Here's how Hako works. To archive the currently opened web page, select the title and click on the Hako bookmarklet. This sends the URL and the title of the page to the Hako PHP page that passes the received values to monolith. The latter then saves the page using the title as its file name. The very same page also shows a list of all archived pages. So it also acts as a no-frills read-it-later tool. It's also possible to archive pages manually using the dedicated Add form. That's all there is to it, really.
To deploy Hako on a local machine, install PHP along with the php-xml
and php-mbstring
packages on your system. To do this on Debian and Linux Mint, run the sudo apt install php php-xml php-mbstring
command. Clone then the project's Git repository using the git clone https://github.com/dmpop/hako.git
command. Switch to the resulting hako directory, open the config.php file for editing, and replace the default value of the $password
variable with the desired password. Save the changes and start the PHP server using the php -S 0.0.0.0:3000
command.
Next, add the following bookmarklet to the Bookmarks toolbar of your browser (replace 127.0.0.1 with the actual IP address of the machine running Hako and secret
with the string that matches the value of the $password
variable in the hako/config.php file):
javascript:var title=window.getSelection();location.href='https://127.0.0.1/index.php?url=%27+encodeURIComponent(location.href)+%27&title=%27+title+%27&password=secret
Now navigate to the page you want to archive, select the title, and click on the Hako bookmarklet. If the page has been archived successfully, you should see it in the list of saved pages.
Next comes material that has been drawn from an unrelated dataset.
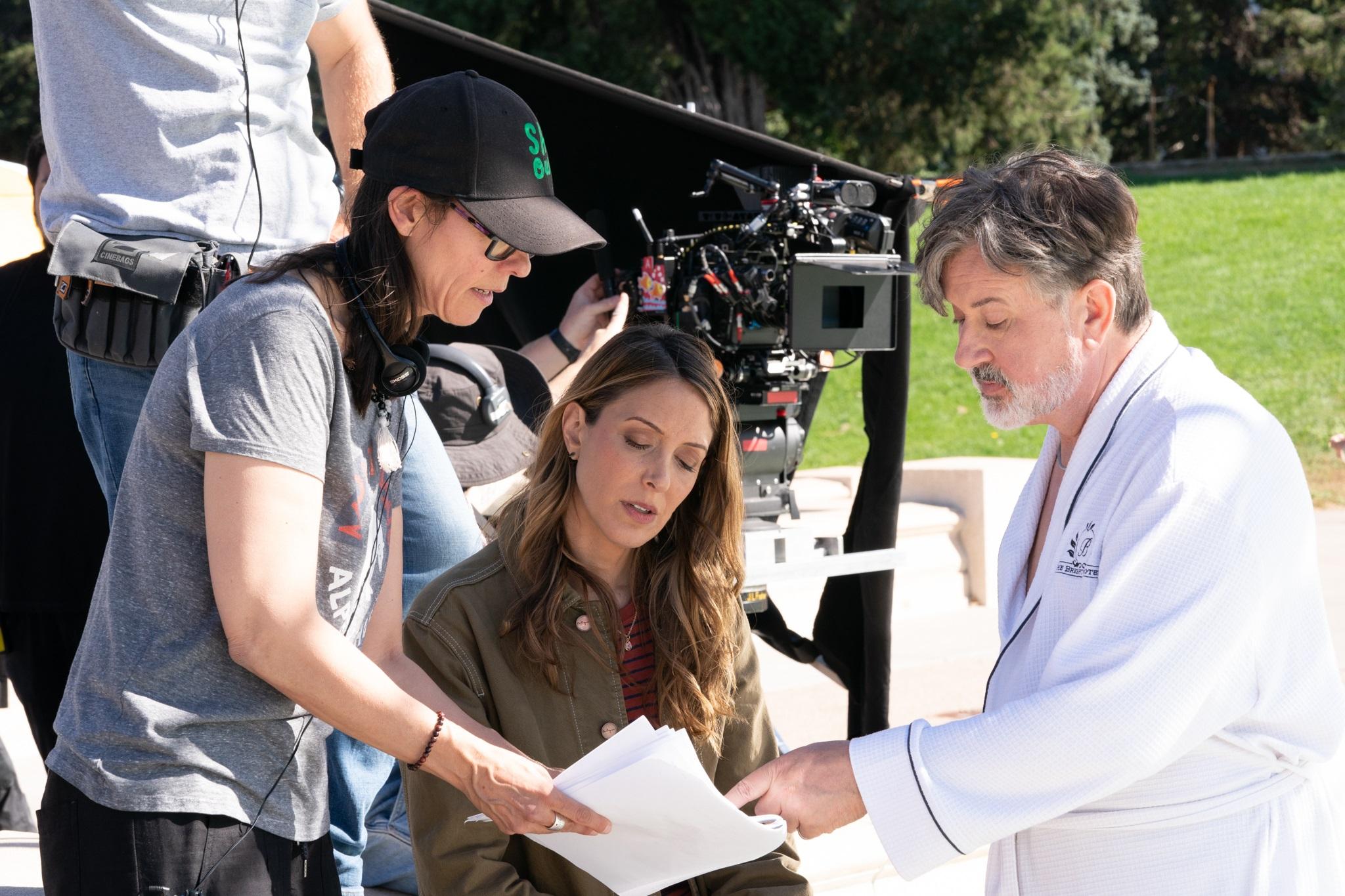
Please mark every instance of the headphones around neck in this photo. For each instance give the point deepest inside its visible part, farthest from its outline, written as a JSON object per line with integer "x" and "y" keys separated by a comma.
{"x": 401, "y": 368}
{"x": 495, "y": 402}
If everything works properly, you might want to create a system service to start Hako automatically. Run the sudo nano /etc/systemd/system/hako.service
command and add the following definition (replace /path/to/hako with the actual path to the hako directory):
[Unit]
Description=Hako
Wants=syslog.service
[Service]
Restart=always
ExecStart=/usr/bin/php -S 0.0.0.0:3000 -t /path/to/hako
ExecStop=/usr/bin/kill -HUP $MAINPID
[Install]
WantedBy=multi-user.target
Enable and start the service:
sudo systemctl enable hako.service
sudo systemctl start hako.service
If you have a remote machine running a web server like Apache and PHP, deploying Hako is even easier. Move the entire hako folder to the document root of the server, and make the hako/archive directory writable by the server using the chown www-data:www-data -R /path/to/hako/archive
command.
Keep in mind that Hako is a very simple tool with its fair share of shortcomings. It doesn't provide any feedback, so the only indication that an archival action has been completed successfully is a created HTML file. The web UI lists the archived files with links to the original pages, and lets you delete desired items. And since there is no password protection, all the saved web pages are publicly accessible.